Emotional and social development

This is the time that you really notice your baby’s personality developing. Up till now he has been observing everything happening in his world in a fairly passive way. He has also been preoccupied in having his basic needs like sleep, food and affection met. As he becomes more vocal, he doesn’t need to use his cry as his only means of communicating. He is becoming more attentive to the world and more eager to interact with that world. He is wanting to reach for and touch everything around him and if he is unable to do it on his own he will ‘ask’ for help. This could be done simply with a smile and a gurgle or with a great yell and a loud thump of the object closest to hand. One of your baby’s main objectives is to get your attention and how he goes about this is part of his inherent temperament. Is he gentle or boisterous, is he easy-going or easily upset, is he strong willed or quiet and shy? As your baby’s personality becomes more apparent together with his rapidly developing physical abilities you will find yourself adapting to his natural personality in a way that is best for both all of you as a family.

Playing and interacting

From birth, you may have been unsure what was actually going on in your baby’s head. It seemed that all he needed was having his basic needs of food, love and sleep met. You will start to see evidence that he’s not only absorbing information but also applying it to his day to day activities. Play is vital to a baby’s physical, mental, social, and emotional development, and best of all, babies at this age enjoy and actively respond to play.

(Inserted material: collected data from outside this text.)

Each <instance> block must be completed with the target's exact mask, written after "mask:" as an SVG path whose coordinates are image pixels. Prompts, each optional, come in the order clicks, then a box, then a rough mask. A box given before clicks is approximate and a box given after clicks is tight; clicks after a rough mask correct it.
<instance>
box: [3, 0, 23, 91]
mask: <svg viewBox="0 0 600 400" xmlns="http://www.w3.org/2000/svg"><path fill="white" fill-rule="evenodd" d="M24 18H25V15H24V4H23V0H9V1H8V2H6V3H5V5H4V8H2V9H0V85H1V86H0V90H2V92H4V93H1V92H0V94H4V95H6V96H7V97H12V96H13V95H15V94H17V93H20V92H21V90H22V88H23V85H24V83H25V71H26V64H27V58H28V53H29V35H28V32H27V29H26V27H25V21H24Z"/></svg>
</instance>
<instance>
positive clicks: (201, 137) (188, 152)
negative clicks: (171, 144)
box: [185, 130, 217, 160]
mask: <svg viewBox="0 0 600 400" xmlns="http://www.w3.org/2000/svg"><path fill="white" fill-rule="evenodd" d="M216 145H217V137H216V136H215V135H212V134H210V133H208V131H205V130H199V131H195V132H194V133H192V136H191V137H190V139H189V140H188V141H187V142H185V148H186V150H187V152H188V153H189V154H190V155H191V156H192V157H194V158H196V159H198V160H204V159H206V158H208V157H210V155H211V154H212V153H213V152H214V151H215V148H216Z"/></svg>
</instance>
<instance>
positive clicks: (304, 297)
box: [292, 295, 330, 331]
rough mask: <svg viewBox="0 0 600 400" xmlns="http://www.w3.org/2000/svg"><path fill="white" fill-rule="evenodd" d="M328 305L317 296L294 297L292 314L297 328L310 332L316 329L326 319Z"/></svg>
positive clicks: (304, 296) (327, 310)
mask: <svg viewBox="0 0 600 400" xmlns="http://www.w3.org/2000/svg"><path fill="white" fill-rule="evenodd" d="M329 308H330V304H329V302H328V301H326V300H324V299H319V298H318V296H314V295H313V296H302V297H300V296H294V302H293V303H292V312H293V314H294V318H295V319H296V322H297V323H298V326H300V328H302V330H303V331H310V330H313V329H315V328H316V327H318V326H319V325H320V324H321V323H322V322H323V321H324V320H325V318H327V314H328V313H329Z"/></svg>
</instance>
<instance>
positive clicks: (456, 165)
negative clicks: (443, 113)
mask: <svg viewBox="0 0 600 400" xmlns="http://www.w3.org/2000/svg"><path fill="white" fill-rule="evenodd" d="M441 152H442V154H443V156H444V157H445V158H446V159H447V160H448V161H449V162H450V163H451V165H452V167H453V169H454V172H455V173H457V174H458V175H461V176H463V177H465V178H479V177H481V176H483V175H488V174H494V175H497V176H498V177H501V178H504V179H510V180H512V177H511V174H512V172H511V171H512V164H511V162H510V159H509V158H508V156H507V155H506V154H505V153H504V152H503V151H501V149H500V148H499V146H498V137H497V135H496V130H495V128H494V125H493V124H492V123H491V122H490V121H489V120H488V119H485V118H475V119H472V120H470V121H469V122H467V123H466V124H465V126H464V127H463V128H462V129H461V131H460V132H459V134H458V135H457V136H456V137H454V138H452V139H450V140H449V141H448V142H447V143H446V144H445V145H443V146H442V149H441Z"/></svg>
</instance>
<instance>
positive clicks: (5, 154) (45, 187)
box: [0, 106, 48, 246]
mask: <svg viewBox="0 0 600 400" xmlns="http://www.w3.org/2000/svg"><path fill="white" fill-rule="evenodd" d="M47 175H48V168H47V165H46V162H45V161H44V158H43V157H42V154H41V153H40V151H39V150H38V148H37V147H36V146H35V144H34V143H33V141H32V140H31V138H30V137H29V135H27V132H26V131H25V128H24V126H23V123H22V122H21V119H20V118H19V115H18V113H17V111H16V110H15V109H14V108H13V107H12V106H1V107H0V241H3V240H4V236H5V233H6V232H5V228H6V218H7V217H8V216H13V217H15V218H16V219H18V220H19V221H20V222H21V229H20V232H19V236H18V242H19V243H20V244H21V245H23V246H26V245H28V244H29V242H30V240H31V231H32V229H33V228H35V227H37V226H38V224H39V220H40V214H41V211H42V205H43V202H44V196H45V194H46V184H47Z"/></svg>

Remember that while toys can be fun and engaging, nothing beats the sound of your voice, the warmth of your touch, and simple human interactions.

One of the most important concepts that he will grasp in the next few months is the concept of cause and effect. This may happen quite by accident. He may grab a spoon and bang it on the table causing you to look up, startled, or he kicks in his pram and it wobbles around. Once he realises that he has initiated these interesting responses, he will look for more ways to make things happen to get a chain of responses. The favourite game is to drop a toy and watch you pick it up and pass it back to him only to have him repeat the exercise. He needs to do this to learn about his own personal ability to influence his environment.

A second concept that he will grasp is the principle of object permanence. Out of sight is no longer out of mind. During his first few months if something or someone wasn’t visible, they no longer existed. Now he understands that something hidden under a blanket still exists or that you may have left the room but you will return.

By playing games of pick-up-the-toy, or peek-a-boo, by giving him objects that he can interact with and by talking and explaining the world around him, you can help your baby get a better understanding of the world around him and prepare him for the next big milestones – walking and talking.